Operating companies with proprietary data plus open models will build advantages frontier labs can’t replicate through smarter algorithms alone. Frontier labs will continue to do what they do best, chase better and more specialized frontier models for scientific breakthroughs.
OpenAI won consumer mindshare. Anthropic won enterprise margins. China won cost structure. Operating companies are winning integration.
The question in the near future isn’t who builds the smartest model. It’s who builds the most durable business on top of intelligence that’s increasingly free.
The Download — News That Mattered This Week
OpenAI lays groundwork for juggernaut IPO at up to $1 trillion valuation. Meanwhile, ex-OpenAI co-founder Ilya Sutskever disclosed in a court deposition more details surrounding Sam Altman’s Nov. 2023 ousting, including a 52-page document of management issues, a ‘Brockman Memo’, and a discussed Anthropic merger.
Google has a ‘moonshot’ plan for AI data centers in space: Google hopes that by doing so, it can harness solar power around-the-clock. The dream is harnessing a near-unlimited source of clean energy that might allow the company to chase its AI ambitions without the concerns its data centers on Earth have raised when it comes to driving up power plant emissions and utility bills through soaring electricity demand.

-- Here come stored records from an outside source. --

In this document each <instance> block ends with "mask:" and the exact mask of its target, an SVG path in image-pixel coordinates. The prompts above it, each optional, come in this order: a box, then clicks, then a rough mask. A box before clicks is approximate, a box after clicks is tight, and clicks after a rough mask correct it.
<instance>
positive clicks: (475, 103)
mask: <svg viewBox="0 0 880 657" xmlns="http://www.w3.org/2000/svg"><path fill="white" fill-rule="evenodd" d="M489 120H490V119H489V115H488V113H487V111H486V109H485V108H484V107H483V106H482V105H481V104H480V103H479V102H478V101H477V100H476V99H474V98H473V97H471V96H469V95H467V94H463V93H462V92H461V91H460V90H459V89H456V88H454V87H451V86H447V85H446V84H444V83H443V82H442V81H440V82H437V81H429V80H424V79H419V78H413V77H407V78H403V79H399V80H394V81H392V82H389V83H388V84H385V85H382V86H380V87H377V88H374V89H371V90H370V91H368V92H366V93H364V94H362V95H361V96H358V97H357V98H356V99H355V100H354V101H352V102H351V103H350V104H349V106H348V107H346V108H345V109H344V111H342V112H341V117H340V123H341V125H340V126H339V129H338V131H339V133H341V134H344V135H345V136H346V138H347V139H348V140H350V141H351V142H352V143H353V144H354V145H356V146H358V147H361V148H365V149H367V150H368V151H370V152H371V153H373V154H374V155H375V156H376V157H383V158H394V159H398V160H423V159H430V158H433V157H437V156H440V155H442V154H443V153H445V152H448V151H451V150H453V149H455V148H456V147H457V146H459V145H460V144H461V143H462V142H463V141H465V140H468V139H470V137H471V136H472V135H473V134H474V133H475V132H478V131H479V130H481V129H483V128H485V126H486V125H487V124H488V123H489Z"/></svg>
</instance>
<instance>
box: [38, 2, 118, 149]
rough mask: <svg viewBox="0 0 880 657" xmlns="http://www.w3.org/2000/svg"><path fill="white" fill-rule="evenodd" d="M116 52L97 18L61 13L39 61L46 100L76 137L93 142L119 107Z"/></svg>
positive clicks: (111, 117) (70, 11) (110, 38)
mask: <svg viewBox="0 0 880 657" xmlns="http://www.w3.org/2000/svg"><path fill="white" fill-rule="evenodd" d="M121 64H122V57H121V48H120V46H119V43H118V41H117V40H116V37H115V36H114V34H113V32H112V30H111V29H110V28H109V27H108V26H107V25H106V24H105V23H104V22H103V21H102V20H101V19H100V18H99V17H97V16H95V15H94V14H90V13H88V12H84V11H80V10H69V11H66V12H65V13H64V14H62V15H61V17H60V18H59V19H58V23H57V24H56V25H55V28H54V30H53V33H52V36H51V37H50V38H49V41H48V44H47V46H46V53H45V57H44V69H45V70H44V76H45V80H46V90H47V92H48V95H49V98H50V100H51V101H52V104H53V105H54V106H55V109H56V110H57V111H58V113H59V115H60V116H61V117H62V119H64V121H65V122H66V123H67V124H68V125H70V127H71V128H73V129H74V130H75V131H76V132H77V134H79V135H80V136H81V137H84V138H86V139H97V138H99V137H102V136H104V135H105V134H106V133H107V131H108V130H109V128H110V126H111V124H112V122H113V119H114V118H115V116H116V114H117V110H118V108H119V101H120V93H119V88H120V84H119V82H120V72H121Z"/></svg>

Eric-Schmidt-supported Futurehouse launched Kosmos, an AI model that runs intensive scientific studies in 24-48 hours. They’ve used their agents to make a genuine discovery around a new treatment for one kind of blindness (dAMD).
Apple is nearing a deal with Google that would see the iPhone maker pay the tech giant roughly $1 billion a year for a custom version of Google’s Gemini AI model to power its overhaul of Siri, according to a new report from Bloomberg. I wrote about this prediction about 3 months ago - interesting to see it come true!